La grande question que pose désormais le retour de Haftar est celle de la configuration politico-militaire de son propre camp. Ce dernier va-t-il sortir indemne de l’épisode alors que les rumeurs sur l’état de santé du maréchal hospitalisé ont pu libérer des ambitions jusque-là discrètes ? Il faudra notamment surveiller l’évolution du rapport entre Haftar et Aguila Saleh, le président du Parlement (élu en juin 2014) exilé à Tobrouk dans la foulée de l’éclatement de la guerre civile de l’été 2014 entre l’ANL du maréchal Haftar et le bloc militaire dominant en Tripolitaine (Ouest) où les islamistes exerçaient une influence significative. M. Saleh a longtemps été un soutien indéfectible à M. Haftar mais leurs relations s’étaient dégradées ces derniers mois.
Une autre incertitude tient dans l’avenir de l’alliance que Haftar avait su constituer avec les grandes tribus de la Cyrénaïque, notamment avec celle des Awagir qui affiche des prétentions historiques sur la ville de Benghazi.
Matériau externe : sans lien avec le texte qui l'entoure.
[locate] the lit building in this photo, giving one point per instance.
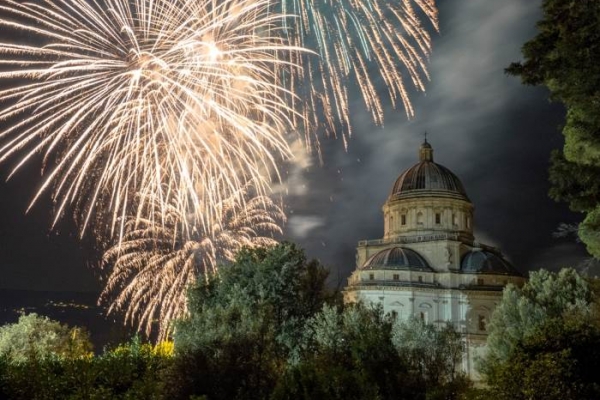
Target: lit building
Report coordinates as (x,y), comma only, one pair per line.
(428,264)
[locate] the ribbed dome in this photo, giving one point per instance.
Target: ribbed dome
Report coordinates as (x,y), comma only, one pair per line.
(486,262)
(397,258)
(428,179)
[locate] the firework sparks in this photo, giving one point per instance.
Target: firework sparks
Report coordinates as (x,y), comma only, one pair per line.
(176,100)
(361,41)
(155,263)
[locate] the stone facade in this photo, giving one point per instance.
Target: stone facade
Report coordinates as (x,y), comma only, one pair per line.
(428,264)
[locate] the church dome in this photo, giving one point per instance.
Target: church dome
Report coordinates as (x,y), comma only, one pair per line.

Les relations entre les Awagir et la garde rapprochée de Haftar, issue de la tribu des Ferjani – originaire de la Tripolitaine –, s’étaient détériorées en 2017. Enfin, la manière dont Haftar parviendra à contrôler ses alliés salafistes dits « madkhalistes » (non djihadistes), devenus influents en Cyrénaïque au point de jouer un rôle de police morale très coercitive, pèsera sur le paysage politico-militaire de cette région.
Une absence de communication préjudiciable
Etait-ce pour y voir plus clair sur son propre camp que le maréchal Haftar a refusé de diffuser tout témoignage sur son véritable état de santé durant son hospitalisation ? Alors qu’il lui aurait été facile de tuer la rumeur en répondant favorablement aux sollicitations des médias, qui n’ont pas manqué, ou en laissant ses services de communication diffuser des photos ou enregistrements vidéo attestant de l’amélioration de sa santé, M. Haftar a opté pour un long silence.
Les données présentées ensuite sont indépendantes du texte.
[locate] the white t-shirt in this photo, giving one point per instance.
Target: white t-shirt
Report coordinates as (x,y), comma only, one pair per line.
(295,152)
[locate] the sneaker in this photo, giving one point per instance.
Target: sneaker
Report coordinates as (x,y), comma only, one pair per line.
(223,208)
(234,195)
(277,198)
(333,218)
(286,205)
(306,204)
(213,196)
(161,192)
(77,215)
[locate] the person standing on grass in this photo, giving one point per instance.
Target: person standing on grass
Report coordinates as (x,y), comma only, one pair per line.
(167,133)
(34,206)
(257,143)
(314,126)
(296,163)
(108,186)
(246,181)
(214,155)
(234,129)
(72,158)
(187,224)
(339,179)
« Il voulait laisser le tableau s’éclaircir afin de voir qui était fort et qui était faible », confie au Monde un de ses proches, qui l’a rencontré à Paris trois jours après son hospitalisation. La stratégie de communication du maréchal a permis de poser pour la première fois la question de l’« après-Haftar » en Libye. L’épisode lassera de toute évidence des traces.